Resulta que las investigaciones del FBI sobre los Clinton estaban todas a la vuelta de la calle.
Según Durham, el FBI nunca recibió órdenes de escuchas telefónicas para su informante «bien situado» que penetró en el círculo íntimo de los Clinton.
El FBI finalmente le dijo al informante que se alejara de los Clinton y cortara los lazos.
Mientras tanto, los federales estaban ocupados espiando a Donald Trump y espiando ilegalmente su campaña.
Por supuesto, la Fundación Clinton negó cualquier irregular.
«Ninguno de los Clinton ha tomado nunca dinero de la Fundación Clinton, de hecho, los propios Clinton son los principales donantes de la Fundación Clinton», dijo un portavoz de la Fundación Clinton en un comunicado al Daily Mail.
Las cuatro investigaciones fueron abandonadas por funcionarios del FBI con vínculos con los Clinton.
El New York Post informó sobre las cuatro investigaciones:
Las oficinas de Little Rock y Nueva York estaban investigando una afirmación de que una industria comercial externa «probablemente involucró a un funcionario público federal en un esquema de flujo de beneficios, es decir, se hicieron grandes contribuciones monetarias a una organización sin fines de lucro, bajo el control directo e indirecto del funcionario público federal, a cambio de una acción y/o influencia favorable del gobierno», según él.

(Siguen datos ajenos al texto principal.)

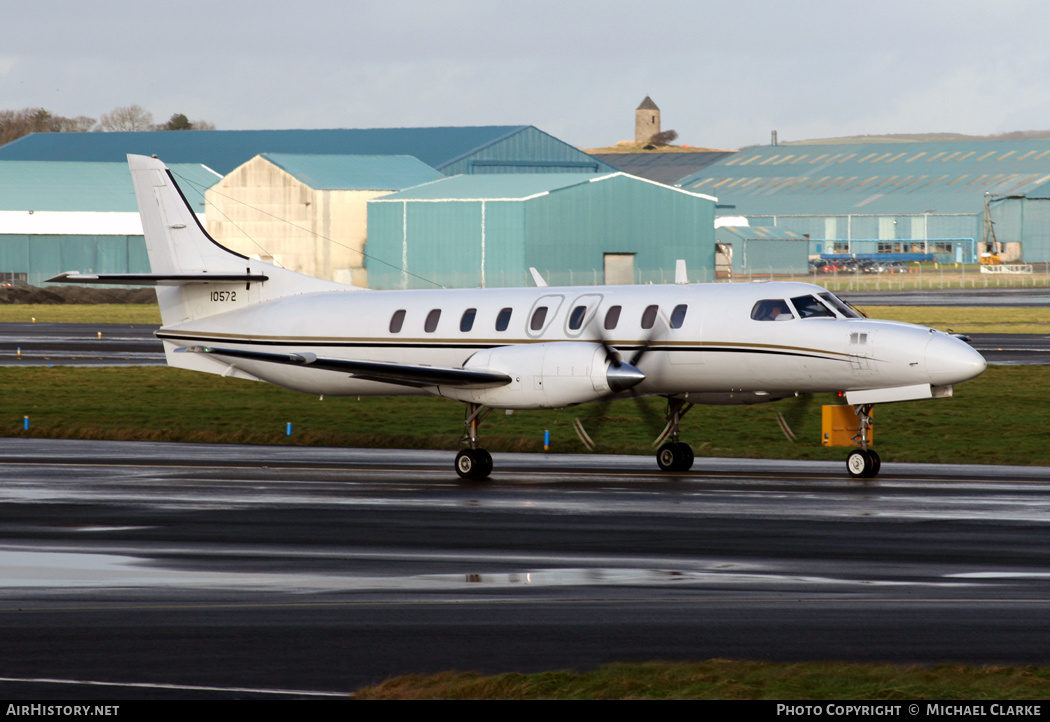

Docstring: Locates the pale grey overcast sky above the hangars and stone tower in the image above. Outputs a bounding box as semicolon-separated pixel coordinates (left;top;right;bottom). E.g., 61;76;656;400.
0;0;1050;148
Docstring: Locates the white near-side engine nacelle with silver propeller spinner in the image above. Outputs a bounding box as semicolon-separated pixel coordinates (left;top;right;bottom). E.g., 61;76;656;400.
439;341;645;408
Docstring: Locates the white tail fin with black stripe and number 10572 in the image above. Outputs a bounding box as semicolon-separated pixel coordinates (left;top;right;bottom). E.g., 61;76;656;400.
128;155;350;325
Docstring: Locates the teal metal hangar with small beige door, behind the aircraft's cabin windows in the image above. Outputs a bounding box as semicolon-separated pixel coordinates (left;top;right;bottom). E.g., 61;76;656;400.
365;173;715;289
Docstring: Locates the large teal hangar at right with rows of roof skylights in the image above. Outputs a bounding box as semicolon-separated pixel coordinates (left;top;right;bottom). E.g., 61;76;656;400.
676;141;1050;262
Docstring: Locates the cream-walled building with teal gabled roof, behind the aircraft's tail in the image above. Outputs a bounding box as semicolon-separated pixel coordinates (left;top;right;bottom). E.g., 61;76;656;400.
205;153;444;285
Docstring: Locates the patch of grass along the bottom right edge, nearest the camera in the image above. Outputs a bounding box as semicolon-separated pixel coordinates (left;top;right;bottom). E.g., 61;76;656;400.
355;660;1050;701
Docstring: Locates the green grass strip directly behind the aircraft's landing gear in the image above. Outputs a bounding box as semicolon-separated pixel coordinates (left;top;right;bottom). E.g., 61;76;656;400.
0;366;1050;468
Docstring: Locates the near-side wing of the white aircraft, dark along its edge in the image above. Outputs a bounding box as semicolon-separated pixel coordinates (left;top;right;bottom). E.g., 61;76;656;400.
175;346;511;388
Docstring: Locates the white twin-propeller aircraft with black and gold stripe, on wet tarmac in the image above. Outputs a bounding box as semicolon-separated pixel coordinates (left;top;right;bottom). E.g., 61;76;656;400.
50;155;985;479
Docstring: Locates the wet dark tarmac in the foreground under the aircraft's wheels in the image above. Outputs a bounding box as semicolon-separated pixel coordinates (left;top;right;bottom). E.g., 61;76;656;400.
0;439;1050;699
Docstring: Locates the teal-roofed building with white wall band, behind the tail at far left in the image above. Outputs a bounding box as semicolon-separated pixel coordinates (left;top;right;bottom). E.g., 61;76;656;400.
0;162;219;285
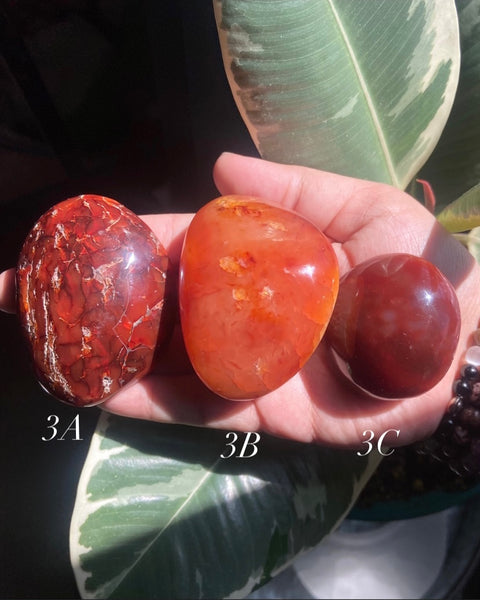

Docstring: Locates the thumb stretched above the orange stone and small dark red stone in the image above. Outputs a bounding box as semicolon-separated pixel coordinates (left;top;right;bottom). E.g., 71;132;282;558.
214;153;472;285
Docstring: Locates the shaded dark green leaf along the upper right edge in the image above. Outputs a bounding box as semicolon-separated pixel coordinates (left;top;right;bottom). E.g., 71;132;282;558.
421;0;480;207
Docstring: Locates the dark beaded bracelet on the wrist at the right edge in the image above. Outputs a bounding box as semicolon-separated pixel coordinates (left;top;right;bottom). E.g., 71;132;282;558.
416;329;480;478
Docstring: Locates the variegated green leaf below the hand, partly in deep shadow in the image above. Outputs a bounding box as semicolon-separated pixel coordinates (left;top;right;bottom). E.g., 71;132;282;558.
70;413;378;599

La investigación de DC se basó en acusaciones de que los Clinton aceptaron millones en donaciones de gobiernos extranjeros, así como de corporaciones rusas masivas, en un intento de influir en la política exterior de los Estados Unidos que se remonta a los días de Hillary como Secretaria de Estado, como lo describió el consultor político Peter Schweizer en su libro «Clinton Cash».
La cuarta investigación examinó las acusaciones hechas por una fuente «bien situada» de que Hillary continuó aceptando esas donaciones ilegales a lo largo de su campaña presidencial.
«A partir de finales de 2014, antes de que Clinton declarara formalmente su candidatura presidencial, el FBI se enteró de una [fuente] bien situada que un gobierno extranjero estaba planeando enviar a un individuo para contribuir a la campaña presidencial anticipada de Clinton, como una forma de ganar influencia con Clinton en caso de que ella ganara la presidencia», decía el informe.
Según se informa, el «individuo» extranjero hizo una contribución de 2.700 dólares antes de un evento de campaña, lo que llevó a otra «contribución de una suma significativa de dinero».
Las cuatro investigaciones se abandonaron antes de las elecciones de 2016, varias de ellas bajo la dirección de altos funcionarios del FBI que tenían estrechos vínculos con los Clinton.